Il 16 marzo del 2003 Corrie stava tenendo in mano l’altoparlante vicino ad un bulldozer dell’esercito, nel quartiere Al-Salam a Rafah, situato vicino al confine con l’Egitto nella parte meridionale di Gaza. Stava incitando ripetutamente, megafono alla mano, a fermare la distruzione che, nel giro di pochi anni, aveva annientato i servizi di base per migliaia di Palestinesi nella sola Rafah. Alcuni commentatori israeliani stavano descrivendo la distruzione delle abitazioni e di altre strutture civili e lo sradicamento di alberi e terreni agricoli come se si stesse dando alla zona un “zero buzz cut” in quanto rimuoveva qualsiasi cosa al suo passaggio senza nessun rumore. 

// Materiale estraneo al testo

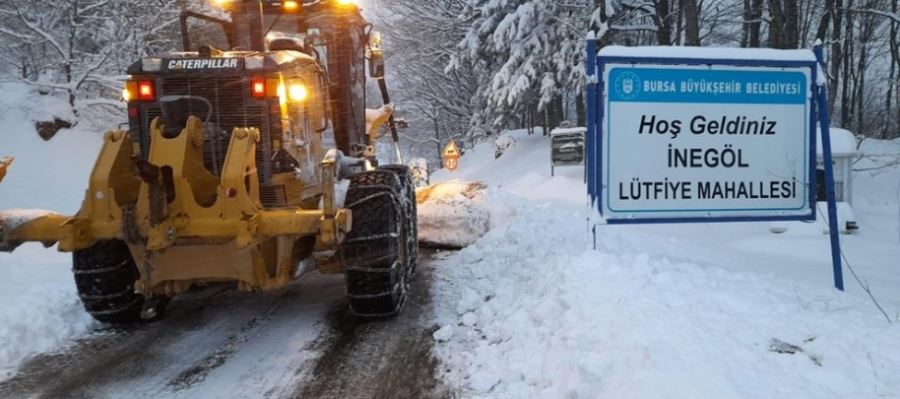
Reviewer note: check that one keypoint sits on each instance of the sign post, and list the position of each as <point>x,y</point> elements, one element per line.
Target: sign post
<point>825,124</point>
<point>699,135</point>
<point>451,156</point>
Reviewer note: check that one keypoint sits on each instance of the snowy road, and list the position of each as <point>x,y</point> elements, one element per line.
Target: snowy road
<point>298,343</point>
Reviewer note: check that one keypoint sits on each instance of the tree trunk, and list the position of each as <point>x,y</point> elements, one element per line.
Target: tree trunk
<point>745,27</point>
<point>776,24</point>
<point>691,22</point>
<point>846,74</point>
<point>893,127</point>
<point>756,26</point>
<point>791,24</point>
<point>836,51</point>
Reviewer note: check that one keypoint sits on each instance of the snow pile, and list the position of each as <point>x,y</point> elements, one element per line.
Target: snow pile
<point>39,317</point>
<point>12,219</point>
<point>662,311</point>
<point>455,214</point>
<point>39,306</point>
<point>534,314</point>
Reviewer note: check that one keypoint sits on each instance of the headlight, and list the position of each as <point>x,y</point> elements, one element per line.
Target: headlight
<point>253,63</point>
<point>298,92</point>
<point>151,64</point>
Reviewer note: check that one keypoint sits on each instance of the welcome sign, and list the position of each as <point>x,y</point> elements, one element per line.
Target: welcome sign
<point>688,139</point>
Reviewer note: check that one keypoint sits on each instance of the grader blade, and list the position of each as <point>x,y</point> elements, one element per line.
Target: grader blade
<point>20,226</point>
<point>4,164</point>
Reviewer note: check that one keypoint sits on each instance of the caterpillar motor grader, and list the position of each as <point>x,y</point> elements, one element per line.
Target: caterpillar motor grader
<point>228,169</point>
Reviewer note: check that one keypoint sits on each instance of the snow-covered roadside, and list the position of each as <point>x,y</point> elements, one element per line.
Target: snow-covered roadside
<point>530,311</point>
<point>39,307</point>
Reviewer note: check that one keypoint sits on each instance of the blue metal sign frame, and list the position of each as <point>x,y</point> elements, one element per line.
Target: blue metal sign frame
<point>818,104</point>
<point>596,116</point>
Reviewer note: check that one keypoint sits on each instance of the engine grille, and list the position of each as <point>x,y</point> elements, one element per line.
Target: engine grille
<point>230,109</point>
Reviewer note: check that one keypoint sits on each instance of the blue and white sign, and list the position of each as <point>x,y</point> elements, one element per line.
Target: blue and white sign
<point>683,142</point>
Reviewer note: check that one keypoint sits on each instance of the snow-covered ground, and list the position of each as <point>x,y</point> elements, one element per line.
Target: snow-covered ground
<point>39,308</point>
<point>678,311</point>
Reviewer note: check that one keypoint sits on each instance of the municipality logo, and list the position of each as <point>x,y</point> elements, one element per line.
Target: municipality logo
<point>628,86</point>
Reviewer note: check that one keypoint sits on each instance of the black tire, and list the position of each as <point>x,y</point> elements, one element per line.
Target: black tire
<point>409,193</point>
<point>105,275</point>
<point>374,255</point>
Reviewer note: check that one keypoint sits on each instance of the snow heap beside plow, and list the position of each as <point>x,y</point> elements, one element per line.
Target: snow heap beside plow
<point>455,214</point>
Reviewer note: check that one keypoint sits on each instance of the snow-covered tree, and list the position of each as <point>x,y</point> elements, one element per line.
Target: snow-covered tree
<point>82,47</point>
<point>528,56</point>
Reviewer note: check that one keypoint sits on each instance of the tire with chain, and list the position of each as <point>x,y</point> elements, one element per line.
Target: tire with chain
<point>105,275</point>
<point>375,260</point>
<point>409,192</point>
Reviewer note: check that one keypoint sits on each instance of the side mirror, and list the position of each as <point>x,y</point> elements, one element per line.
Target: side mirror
<point>376,64</point>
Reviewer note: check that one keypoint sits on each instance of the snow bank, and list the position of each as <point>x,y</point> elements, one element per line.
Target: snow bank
<point>39,307</point>
<point>531,313</point>
<point>662,311</point>
<point>455,214</point>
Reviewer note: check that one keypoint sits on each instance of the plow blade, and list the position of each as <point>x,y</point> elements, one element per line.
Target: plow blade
<point>4,164</point>
<point>20,226</point>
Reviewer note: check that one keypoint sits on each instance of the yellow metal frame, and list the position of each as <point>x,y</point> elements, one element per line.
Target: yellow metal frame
<point>182,224</point>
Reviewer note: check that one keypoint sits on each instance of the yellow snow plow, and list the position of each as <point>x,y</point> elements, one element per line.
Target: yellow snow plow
<point>4,164</point>
<point>182,224</point>
<point>227,171</point>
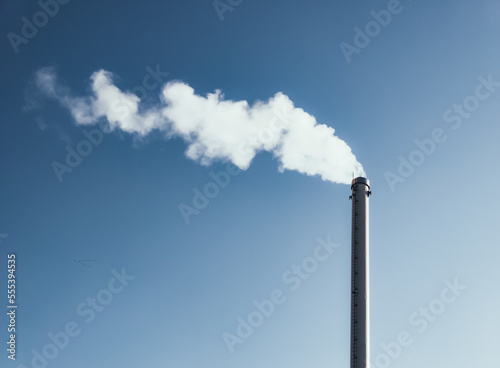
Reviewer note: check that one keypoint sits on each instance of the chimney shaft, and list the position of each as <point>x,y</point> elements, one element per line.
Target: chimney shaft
<point>360,283</point>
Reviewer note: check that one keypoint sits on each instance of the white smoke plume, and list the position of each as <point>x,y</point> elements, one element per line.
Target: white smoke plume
<point>215,128</point>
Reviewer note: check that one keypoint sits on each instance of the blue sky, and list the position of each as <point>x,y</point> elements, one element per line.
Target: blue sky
<point>193,280</point>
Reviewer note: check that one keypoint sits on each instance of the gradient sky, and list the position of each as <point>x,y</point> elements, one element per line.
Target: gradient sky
<point>192,281</point>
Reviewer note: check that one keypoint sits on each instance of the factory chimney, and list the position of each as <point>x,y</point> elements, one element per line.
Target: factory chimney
<point>360,283</point>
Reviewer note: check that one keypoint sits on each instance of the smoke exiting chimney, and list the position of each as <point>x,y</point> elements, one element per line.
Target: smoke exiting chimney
<point>360,283</point>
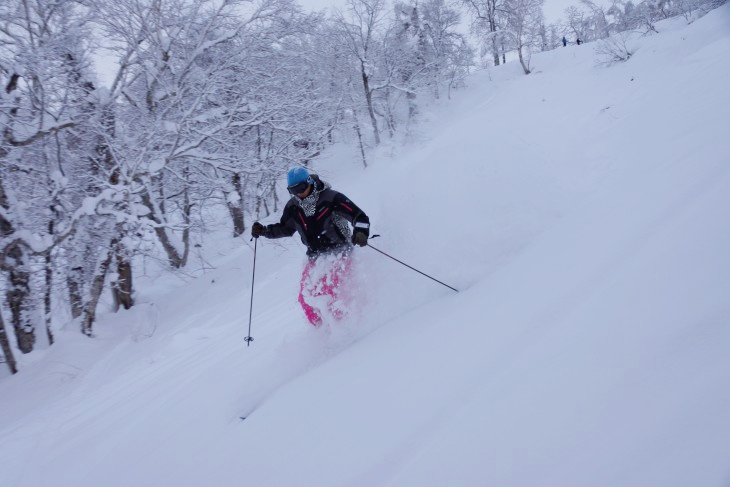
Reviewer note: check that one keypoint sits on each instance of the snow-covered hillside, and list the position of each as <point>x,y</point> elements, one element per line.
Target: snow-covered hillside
<point>584,214</point>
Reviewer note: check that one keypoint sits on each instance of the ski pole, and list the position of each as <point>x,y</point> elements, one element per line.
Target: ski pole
<point>413,268</point>
<point>249,338</point>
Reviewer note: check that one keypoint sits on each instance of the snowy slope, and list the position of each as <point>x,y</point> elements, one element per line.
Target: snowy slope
<point>583,213</point>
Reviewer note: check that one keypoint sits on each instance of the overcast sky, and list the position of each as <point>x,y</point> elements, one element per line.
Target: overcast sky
<point>553,9</point>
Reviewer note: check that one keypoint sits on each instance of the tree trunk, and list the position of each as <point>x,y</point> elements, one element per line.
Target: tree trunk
<point>18,298</point>
<point>5,347</point>
<point>97,287</point>
<point>371,109</point>
<point>525,68</point>
<point>235,209</point>
<point>122,290</point>
<point>73,281</point>
<point>47,298</point>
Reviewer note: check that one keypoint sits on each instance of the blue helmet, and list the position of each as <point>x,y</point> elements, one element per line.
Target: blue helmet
<point>297,175</point>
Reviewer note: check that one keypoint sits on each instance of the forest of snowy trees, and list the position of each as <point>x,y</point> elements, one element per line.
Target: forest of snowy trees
<point>209,103</point>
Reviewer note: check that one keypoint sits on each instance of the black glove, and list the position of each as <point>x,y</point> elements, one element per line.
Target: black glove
<point>360,238</point>
<point>258,230</point>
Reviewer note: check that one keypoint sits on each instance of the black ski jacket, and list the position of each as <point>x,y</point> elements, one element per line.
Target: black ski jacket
<point>326,229</point>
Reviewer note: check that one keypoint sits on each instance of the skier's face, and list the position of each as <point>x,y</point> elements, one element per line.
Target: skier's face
<point>305,193</point>
<point>300,190</point>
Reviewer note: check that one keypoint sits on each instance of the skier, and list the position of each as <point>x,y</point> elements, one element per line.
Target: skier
<point>320,215</point>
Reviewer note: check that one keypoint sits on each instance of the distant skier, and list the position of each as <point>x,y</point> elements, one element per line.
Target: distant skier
<point>322,217</point>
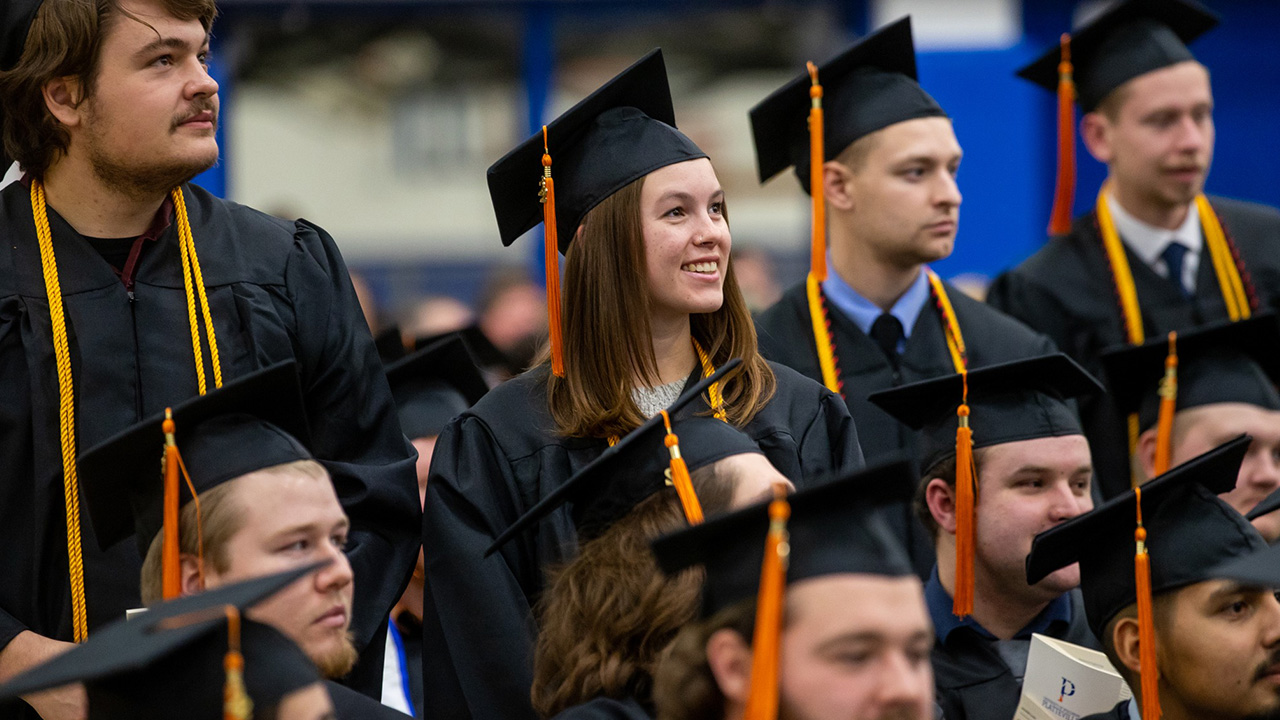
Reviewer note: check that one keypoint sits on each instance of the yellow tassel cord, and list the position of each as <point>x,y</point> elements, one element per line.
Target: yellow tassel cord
<point>680,477</point>
<point>65,411</point>
<point>193,283</point>
<point>547,195</point>
<point>1235,296</point>
<point>191,276</point>
<point>236,701</point>
<point>762,702</point>
<point>1168,408</point>
<point>1147,669</point>
<point>967,497</point>
<point>1064,191</point>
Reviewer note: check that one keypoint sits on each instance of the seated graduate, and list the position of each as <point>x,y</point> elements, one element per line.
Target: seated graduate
<point>1025,469</point>
<point>432,386</point>
<point>191,659</point>
<point>1221,383</point>
<point>650,304</point>
<point>241,497</point>
<point>840,625</point>
<point>608,614</point>
<point>1180,589</point>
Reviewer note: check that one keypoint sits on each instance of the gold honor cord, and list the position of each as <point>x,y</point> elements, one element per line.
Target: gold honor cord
<point>65,383</point>
<point>1225,267</point>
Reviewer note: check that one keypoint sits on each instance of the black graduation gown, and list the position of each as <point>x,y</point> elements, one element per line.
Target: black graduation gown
<point>786,337</point>
<point>604,709</point>
<point>497,460</point>
<point>277,291</point>
<point>974,683</point>
<point>350,705</point>
<point>1065,291</point>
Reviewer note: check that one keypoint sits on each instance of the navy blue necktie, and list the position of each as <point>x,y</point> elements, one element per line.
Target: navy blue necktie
<point>1174,255</point>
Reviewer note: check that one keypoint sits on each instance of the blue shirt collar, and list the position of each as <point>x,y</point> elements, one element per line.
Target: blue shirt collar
<point>1052,620</point>
<point>863,311</point>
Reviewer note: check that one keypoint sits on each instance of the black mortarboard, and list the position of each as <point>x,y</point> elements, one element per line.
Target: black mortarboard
<point>1191,534</point>
<point>168,662</point>
<point>833,528</point>
<point>251,423</point>
<point>1220,363</point>
<point>1008,402</point>
<point>617,135</point>
<point>636,466</point>
<point>865,89</point>
<point>1132,39</point>
<point>434,384</point>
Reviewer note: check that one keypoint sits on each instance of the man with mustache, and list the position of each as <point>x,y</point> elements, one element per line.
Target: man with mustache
<point>1155,254</point>
<point>892,206</point>
<point>124,290</point>
<point>1215,619</point>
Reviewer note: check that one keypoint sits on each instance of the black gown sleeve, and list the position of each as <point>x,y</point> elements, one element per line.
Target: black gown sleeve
<point>478,627</point>
<point>356,434</point>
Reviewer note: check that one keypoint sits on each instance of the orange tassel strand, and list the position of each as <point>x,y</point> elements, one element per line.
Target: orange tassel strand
<point>680,477</point>
<point>1150,673</point>
<point>762,703</point>
<point>1168,408</point>
<point>552,256</point>
<point>967,492</point>
<point>169,561</point>
<point>1064,192</point>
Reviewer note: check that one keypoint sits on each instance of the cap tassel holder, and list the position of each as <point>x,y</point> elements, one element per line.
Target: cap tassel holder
<point>1150,674</point>
<point>680,477</point>
<point>762,703</point>
<point>236,701</point>
<point>547,195</point>
<point>1064,192</point>
<point>967,491</point>
<point>1168,408</point>
<point>170,568</point>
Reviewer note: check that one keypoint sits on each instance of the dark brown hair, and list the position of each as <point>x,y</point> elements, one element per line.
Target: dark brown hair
<point>607,336</point>
<point>65,40</point>
<point>607,615</point>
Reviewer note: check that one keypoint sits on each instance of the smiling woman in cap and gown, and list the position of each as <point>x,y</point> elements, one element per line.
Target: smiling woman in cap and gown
<point>649,304</point>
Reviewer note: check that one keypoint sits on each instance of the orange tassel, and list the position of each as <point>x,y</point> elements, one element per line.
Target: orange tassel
<point>236,701</point>
<point>552,260</point>
<point>1064,192</point>
<point>817,156</point>
<point>762,703</point>
<point>1168,408</point>
<point>170,566</point>
<point>680,477</point>
<point>1147,668</point>
<point>967,492</point>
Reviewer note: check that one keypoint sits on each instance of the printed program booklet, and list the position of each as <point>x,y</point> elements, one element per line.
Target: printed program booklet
<point>1068,682</point>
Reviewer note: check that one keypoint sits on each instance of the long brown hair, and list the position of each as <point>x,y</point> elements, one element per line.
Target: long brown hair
<point>608,338</point>
<point>607,616</point>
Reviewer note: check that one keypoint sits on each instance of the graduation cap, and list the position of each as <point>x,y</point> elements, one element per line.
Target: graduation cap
<point>434,384</point>
<point>617,135</point>
<point>645,461</point>
<point>1229,361</point>
<point>964,411</point>
<point>131,479</point>
<point>190,659</point>
<point>832,528</point>
<point>1129,40</point>
<point>1182,534</point>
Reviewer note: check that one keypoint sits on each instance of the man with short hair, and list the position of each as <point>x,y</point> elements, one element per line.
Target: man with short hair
<point>854,639</point>
<point>892,205</point>
<point>1212,582</point>
<point>1156,254</point>
<point>124,290</point>
<point>1032,473</point>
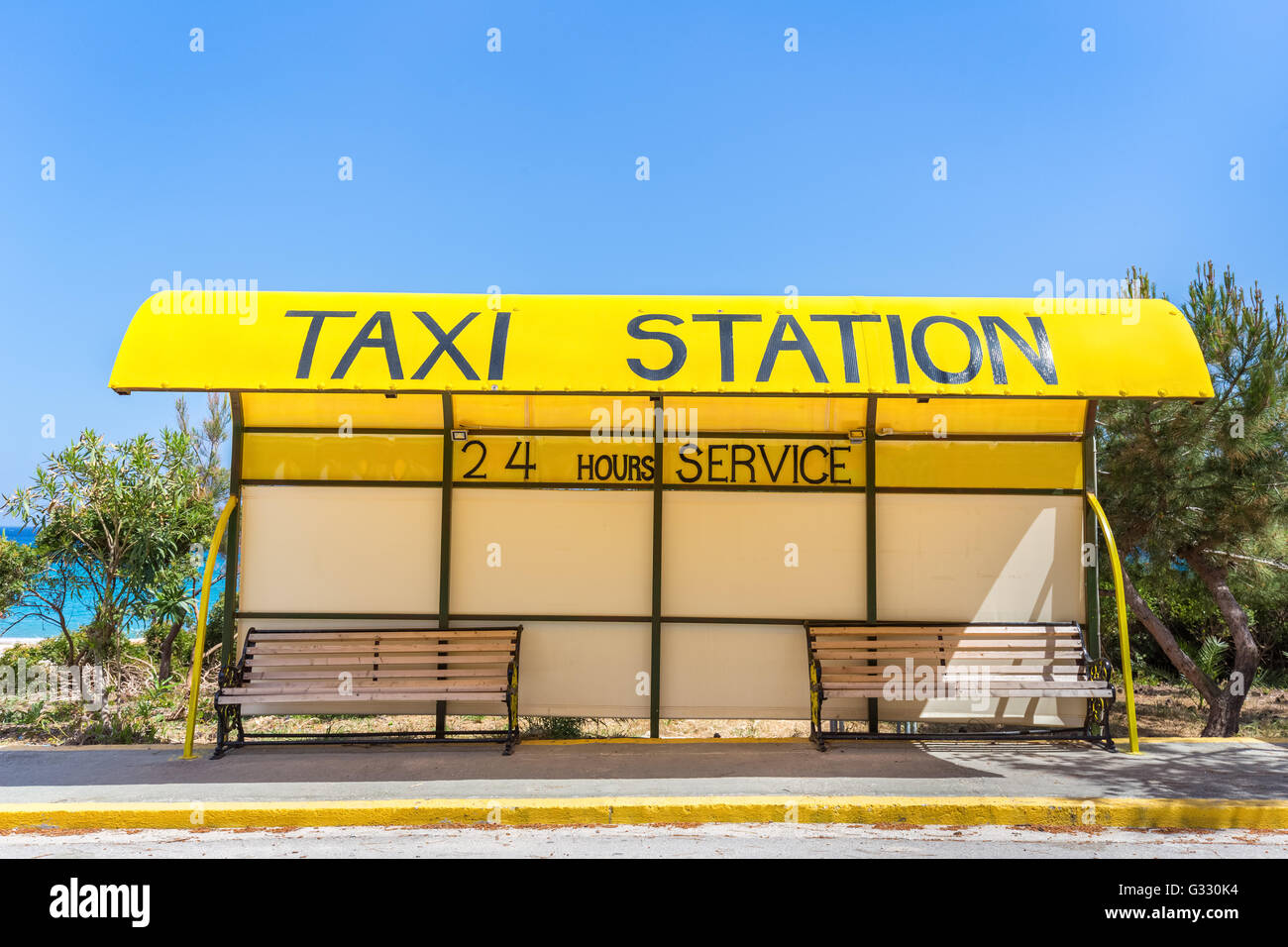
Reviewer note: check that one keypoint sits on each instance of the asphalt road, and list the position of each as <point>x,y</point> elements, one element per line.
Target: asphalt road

Quel giorno Rachel Corrie indossava un gilet arancione ad alta visibilità, obbligatorio per identificarla come volontaria solidale, mentre stava urlando i propri appelli. Ma il bulldozer continuò ad avvicinarsi a lei senza rallentare la corsa fino a schiacciare l’attivista civile statunitense di soli 24 anni. Questa tragedia era l’esempio di come i successivi governi israeliani e le sue forze militari si sono sempre comportate, cioè hanno sempre trascurato gli appelli internazionali con la loro continua occupazione, oppressione, crimini di guerra e innumerevoli violazioni, senza alcun rispetto per nessun tipo di richiesta. 

L’esercito di occupazione israeliano ha usufruito, anche per questo crimine, della sua abituale impunità da qualsiasi responsabilità, aprendo un’inchiesta su ciò che era accaduto ed auto-assolvendosi dall’aver commesso il brutale omicidio di Corrie. Lo ha considerato come un incidente involontario. Questa conclusione è stata rifiutata dalle più note associazioni per i diritti umani del mondo, comprese organizzazioni israeliane e palestinesi. Nel 2012, un tribunale israeliano ha assolto l’esercito occupante ed il conducente del bulldozer da qualsiasi responsabilità per l’accaduto dopo che i genitori di Rachel avevano intentato una causa a questo proposito. Lo ha denunciato anche il relatore speciale delle Nazioni Unite per i diritti umani, Richard Falk. E’ disgustoso che ogni relazione israeliana continui a minimizzare il crimine, a giustificarlo, e addirittura ad incolpare la vittima, anche se l’autista del bulldozer militare ha investito Rachel Corrie ancora viva, mentre urlava con l’altoparlante e mentre indossava il suo gilet arancione, visibile a tutti. 

Ma il tempo non si è fermato quel 16 marzo del 2003, giorno nel quale è avvenuto questo tragico incidente a Rafah. Rachel Corrie ha continuato a vivere nelle coscienze umane ed è divenuta un simbolo di solidarietà nel mondo dopo essere stata seppellita viva quale prezzo della sua solidarietà. Quanto alla sua famiglia, non è più rimasta da sola poiché Rachel è diventata un’icona internazionale di ispirazione. E’ divenuta anche una Palestinese dato il suo attaccamento ad una giusta causa che non può essere cancellata. Il suo nome vive in Palestina nei nomi di molti edifici e strutture pubbliche. 

E’ vero che il presidente Donald Trump non avrà tempo, il giorno del 40° compleanno di Rachel, per commemorare la sua conterranea americana che venne brutalmente schiacciata dall’esercito di occupazione israeliano, mentre le sessioni del congresso eviteranno di menzionare il suo nome in questa occasione. Tuttavia, attraverso questa giovane donna coraggiosa, l’America ha presentato un volto leale nella sua manifestazione internazionale di nobili valori umani, visto che il nome di Rachel Corrie ha ispirato una generazione di attivisti solidali dopo di lei che hanno preso in mano gli altoparlanti per difendere i diritti umani, la giustizia e le libertà dei popoli e per combattere l’ingiustizia, l’aggressione ed i crimini di guerra. 

Il 10 aprile 2019 si terrà una celebrazione internazionale in onore dei sacrifici degli attivisti che hanno dimostrato la solidarietà con la Palestina in tutto il mondo, con quaranta candele per Rachel Corrie.